Lori Routh, Long Beach, California
A: There's no getting around itBelize ain't cheap, especially when you compare it to the rest of Central America. But there are a few things you can do to minimize the sting if you're flexible with your schedule and are willing to give up luxuries like hot water, conditioned air, and the occasional lobster dinner.
Start by visiting air ticket consolidators that specialize in rates to Latin America.
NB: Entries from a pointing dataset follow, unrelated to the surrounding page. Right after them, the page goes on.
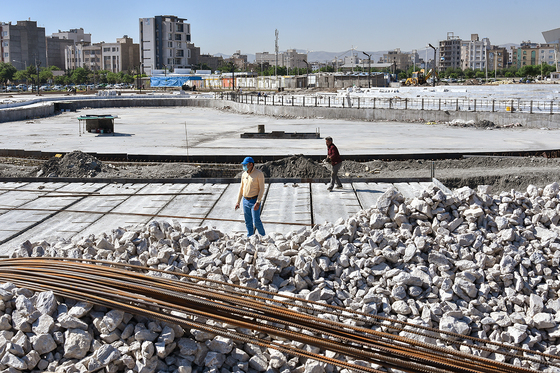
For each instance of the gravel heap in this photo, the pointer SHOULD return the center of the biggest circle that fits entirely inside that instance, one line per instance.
(473, 263)
(74, 164)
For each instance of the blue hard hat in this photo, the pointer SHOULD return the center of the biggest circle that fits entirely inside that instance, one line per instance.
(248, 160)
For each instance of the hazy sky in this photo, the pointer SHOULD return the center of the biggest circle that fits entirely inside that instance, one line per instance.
(248, 25)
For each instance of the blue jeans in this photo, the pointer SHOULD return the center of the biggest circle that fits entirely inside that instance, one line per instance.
(252, 217)
(334, 176)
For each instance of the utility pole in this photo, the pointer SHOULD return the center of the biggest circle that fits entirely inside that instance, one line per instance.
(37, 64)
(434, 73)
(369, 69)
(276, 50)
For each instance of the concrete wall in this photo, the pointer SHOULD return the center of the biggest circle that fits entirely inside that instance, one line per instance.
(501, 118)
(24, 113)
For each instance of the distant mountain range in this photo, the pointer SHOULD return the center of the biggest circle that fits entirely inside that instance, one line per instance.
(322, 56)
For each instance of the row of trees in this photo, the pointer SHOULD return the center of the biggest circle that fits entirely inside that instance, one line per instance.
(9, 74)
(530, 71)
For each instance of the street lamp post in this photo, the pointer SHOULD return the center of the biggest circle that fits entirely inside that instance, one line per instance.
(37, 64)
(369, 69)
(307, 74)
(434, 74)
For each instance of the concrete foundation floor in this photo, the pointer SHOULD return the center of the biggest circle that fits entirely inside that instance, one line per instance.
(200, 131)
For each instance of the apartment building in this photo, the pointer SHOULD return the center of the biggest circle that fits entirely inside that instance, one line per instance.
(77, 35)
(526, 54)
(548, 54)
(164, 43)
(23, 44)
(399, 60)
(238, 59)
(212, 62)
(449, 53)
(56, 51)
(123, 55)
(473, 53)
(498, 58)
(264, 58)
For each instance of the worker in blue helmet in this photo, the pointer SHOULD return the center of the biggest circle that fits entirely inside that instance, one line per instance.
(251, 192)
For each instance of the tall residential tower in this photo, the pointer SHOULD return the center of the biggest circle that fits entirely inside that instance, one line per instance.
(164, 43)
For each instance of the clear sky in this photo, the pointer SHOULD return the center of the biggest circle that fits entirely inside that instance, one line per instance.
(248, 25)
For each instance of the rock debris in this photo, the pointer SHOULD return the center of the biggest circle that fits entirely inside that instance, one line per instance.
(473, 263)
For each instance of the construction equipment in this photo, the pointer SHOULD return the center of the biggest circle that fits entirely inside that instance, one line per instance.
(419, 78)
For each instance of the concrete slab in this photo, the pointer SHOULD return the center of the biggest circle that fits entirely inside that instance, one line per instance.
(331, 206)
(223, 215)
(369, 193)
(47, 211)
(202, 131)
(196, 202)
(287, 207)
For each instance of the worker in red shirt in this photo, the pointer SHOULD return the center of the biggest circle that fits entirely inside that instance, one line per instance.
(333, 157)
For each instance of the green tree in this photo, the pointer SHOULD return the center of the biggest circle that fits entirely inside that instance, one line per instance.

Exito Travel (877-768-1313, www.belize-airtravel.com) and Your Travel Service (888-877-9131, www.yourtravelservice.com) can get you to Belize City for well under $500.
The best beach bargains can be found on Caye Caulker, which is the laziest, mellowest, least glamorous of the islands within close proximity to the hemisphere's largest reef. Beach camping here is a no-no, but you'll have little trouble finding a bare-bones cabana for $7 or $8 per night. For the cheapest eats, there's a grocery store on Middle St. But the 50-cent chicken tostadas at Syd's (just up the street) can hardly be considered a splurge.
All of the dive shops on Caulker are regulated by the government, so the difference between a pricey operator and a less pricey one usually comes down the age of the equipment and maybe the experience of the dive master. Obviously, that doesn't apply to the guy you meet on the beach who is lugging a couple of rusted-out air tanks and a beat-up BC. But you can be confident that any legitimate dive shop meets certain safety standards.
One last note: Keep and eye on the Placencia area, which was hit hard this year by hurricane Iris. When the rebuilding is complete, you're likely to find some "Welcome Back!" packages that make even higher-end vacationing downright affordable.